Les cours du pétrole ont poursuivi jeudi leur baisse, plombés par une surabondance d'offre qui pourrait s'accentuer avec un éventuel accord sur le nucléaire iranien.
A Londres, le baril de Brent de la mer du Nord pour livraison en mai valait 55,59 dollars sur l'Intercontinental Exchange (ICE), en baisse de 1,51 dollar par rapport à la clôture de mercredi. Sur le New York Mercantile Exchange (Nymex), le baril de «light sweet crude» (WTI) pour la même échéance reculait de 64 cents à 49,45 dollars.
«Le marché du pétrole est plus que bien achalandé.
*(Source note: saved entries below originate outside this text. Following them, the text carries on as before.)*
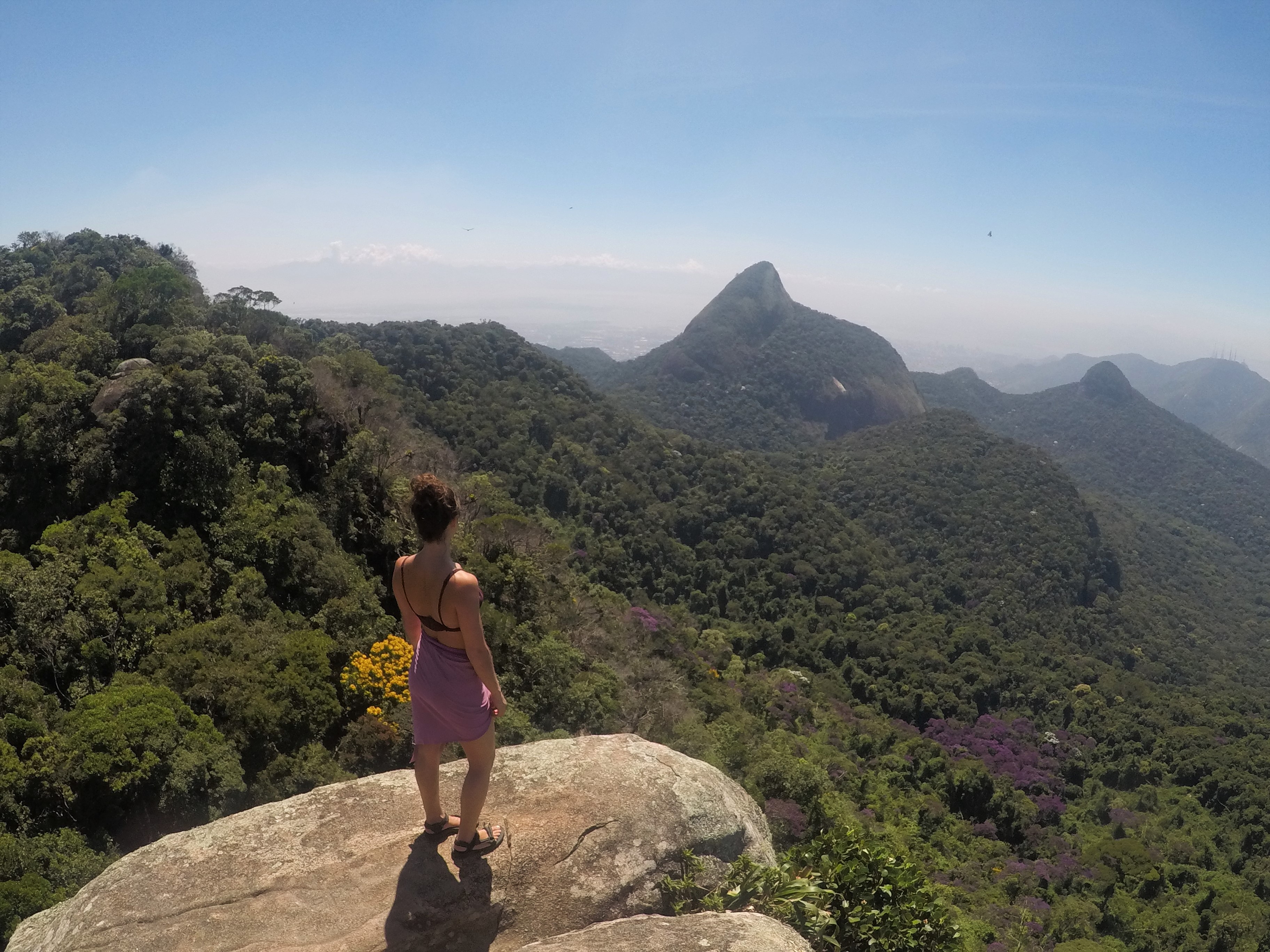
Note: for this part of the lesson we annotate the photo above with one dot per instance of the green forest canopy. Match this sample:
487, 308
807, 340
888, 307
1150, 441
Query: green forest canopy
921, 635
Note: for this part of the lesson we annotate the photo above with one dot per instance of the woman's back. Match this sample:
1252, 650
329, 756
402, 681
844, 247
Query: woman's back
431, 592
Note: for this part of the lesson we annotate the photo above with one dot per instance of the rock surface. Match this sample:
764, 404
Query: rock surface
703, 932
594, 823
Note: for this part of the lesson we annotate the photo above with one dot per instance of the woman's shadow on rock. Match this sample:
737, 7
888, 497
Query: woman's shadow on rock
436, 911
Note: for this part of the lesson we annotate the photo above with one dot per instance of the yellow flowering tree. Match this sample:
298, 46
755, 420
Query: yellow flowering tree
380, 677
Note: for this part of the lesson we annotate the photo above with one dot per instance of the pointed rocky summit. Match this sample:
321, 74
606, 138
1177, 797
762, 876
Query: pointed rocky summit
760, 370
1105, 381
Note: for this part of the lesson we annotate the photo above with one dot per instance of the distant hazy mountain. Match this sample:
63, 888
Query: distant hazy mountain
759, 370
1222, 398
1115, 441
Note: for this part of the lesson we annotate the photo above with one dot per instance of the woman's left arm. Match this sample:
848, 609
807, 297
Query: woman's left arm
468, 607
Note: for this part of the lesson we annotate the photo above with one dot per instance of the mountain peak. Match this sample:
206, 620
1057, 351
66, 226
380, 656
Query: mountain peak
748, 309
1108, 382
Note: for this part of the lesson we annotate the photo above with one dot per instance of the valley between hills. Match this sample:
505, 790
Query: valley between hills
1014, 646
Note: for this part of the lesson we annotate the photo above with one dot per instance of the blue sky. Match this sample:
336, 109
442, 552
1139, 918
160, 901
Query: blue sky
618, 163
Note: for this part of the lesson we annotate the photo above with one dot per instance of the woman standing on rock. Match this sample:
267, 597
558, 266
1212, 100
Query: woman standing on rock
454, 690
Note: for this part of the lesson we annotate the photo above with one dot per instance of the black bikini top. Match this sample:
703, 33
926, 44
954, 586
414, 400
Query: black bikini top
427, 621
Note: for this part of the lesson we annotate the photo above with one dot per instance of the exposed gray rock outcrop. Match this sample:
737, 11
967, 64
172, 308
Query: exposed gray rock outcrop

Le fait est que l'offre était surabondante au premier trimestre et que cela devrait plus ou moins être pareil au deuxième trimestre», commentaient des analystes chez PVM.
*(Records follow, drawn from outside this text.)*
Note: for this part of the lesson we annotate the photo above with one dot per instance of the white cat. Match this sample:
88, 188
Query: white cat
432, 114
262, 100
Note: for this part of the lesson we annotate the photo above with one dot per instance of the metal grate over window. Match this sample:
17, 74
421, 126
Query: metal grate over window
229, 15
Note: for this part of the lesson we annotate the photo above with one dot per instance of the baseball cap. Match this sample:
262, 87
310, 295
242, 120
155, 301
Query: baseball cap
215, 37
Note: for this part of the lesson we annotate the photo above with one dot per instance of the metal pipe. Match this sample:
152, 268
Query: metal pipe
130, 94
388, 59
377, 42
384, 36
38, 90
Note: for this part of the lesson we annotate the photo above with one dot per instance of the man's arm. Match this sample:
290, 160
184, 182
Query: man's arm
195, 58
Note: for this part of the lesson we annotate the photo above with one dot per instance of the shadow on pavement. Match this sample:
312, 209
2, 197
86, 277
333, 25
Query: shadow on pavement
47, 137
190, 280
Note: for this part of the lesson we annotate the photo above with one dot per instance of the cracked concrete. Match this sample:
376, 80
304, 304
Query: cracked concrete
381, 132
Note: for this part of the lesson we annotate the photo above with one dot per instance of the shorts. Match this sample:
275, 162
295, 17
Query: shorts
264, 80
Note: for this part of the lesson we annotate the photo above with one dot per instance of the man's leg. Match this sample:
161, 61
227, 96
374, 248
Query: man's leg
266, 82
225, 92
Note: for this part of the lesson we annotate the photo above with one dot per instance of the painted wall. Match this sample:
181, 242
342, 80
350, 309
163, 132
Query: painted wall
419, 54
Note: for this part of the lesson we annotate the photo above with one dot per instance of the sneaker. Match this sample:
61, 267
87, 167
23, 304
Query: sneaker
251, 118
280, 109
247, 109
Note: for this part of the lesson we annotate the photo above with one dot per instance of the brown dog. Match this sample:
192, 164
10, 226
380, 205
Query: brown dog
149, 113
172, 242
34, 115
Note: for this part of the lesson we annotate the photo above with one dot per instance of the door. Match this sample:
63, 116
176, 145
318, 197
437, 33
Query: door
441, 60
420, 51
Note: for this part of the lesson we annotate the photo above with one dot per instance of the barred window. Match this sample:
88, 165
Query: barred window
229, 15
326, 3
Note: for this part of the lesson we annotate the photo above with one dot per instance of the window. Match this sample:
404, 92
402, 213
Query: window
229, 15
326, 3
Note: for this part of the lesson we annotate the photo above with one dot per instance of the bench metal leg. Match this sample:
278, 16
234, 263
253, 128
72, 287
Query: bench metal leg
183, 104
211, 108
Les exportations irakiennes ont atteint un record le mois dernier à 2,98 millions de barils par jour, alors que la production russe a légèrement augmenté en mars, à 10,71 mbj contre 10,65 mbj le mois précédent, selon des analystes.
Le marché guette toujours les négociations à Lausanne entre le groupe des grandes puissances dit P5+1 (Etats-Unis, Chine, Russie, Grande-Bretagne, France et Allemagne), et l'Iran sur le programme nucléaire de Téhéran.
Une déclaration jointe de l'Union Européenne (UE) et de l'Iran est prévue vers 17H00 GMT, d'après une source américaine.«Un accord avec l'Iran pourrait avancer les perspectives d'une levée des sanctions sur le pétrole iranien, une grosse source de pétrole dans un marché déjà inondé d'or noir», notait un autre analyste chez CMC Markets.
«Comme le pays deviendrait le troisième plus gros producteur de l'Organisation des pays exportateurs de pétrole (Opep), la possibilité d'une chute (des cours) de 10% est considérée comme une réelle possibilité», suggéraient des analystes chez IG.
Les cours du pétrole rechutent à New York
Les cours du pétrole ont terminé en baisse jeudi à New York après l'annonce d'un accord de principe sur le nucléaire iranien qui laisse craindre une aggravation de la surabondance de l'offre.Le prix du baril de référence (WTI) pour livraison en mai a perdu 95 cents à 49,14 dollars à la clôture sur le New York Mercantile Exchange (Nymex), au lendemain d'une envolée provisoire.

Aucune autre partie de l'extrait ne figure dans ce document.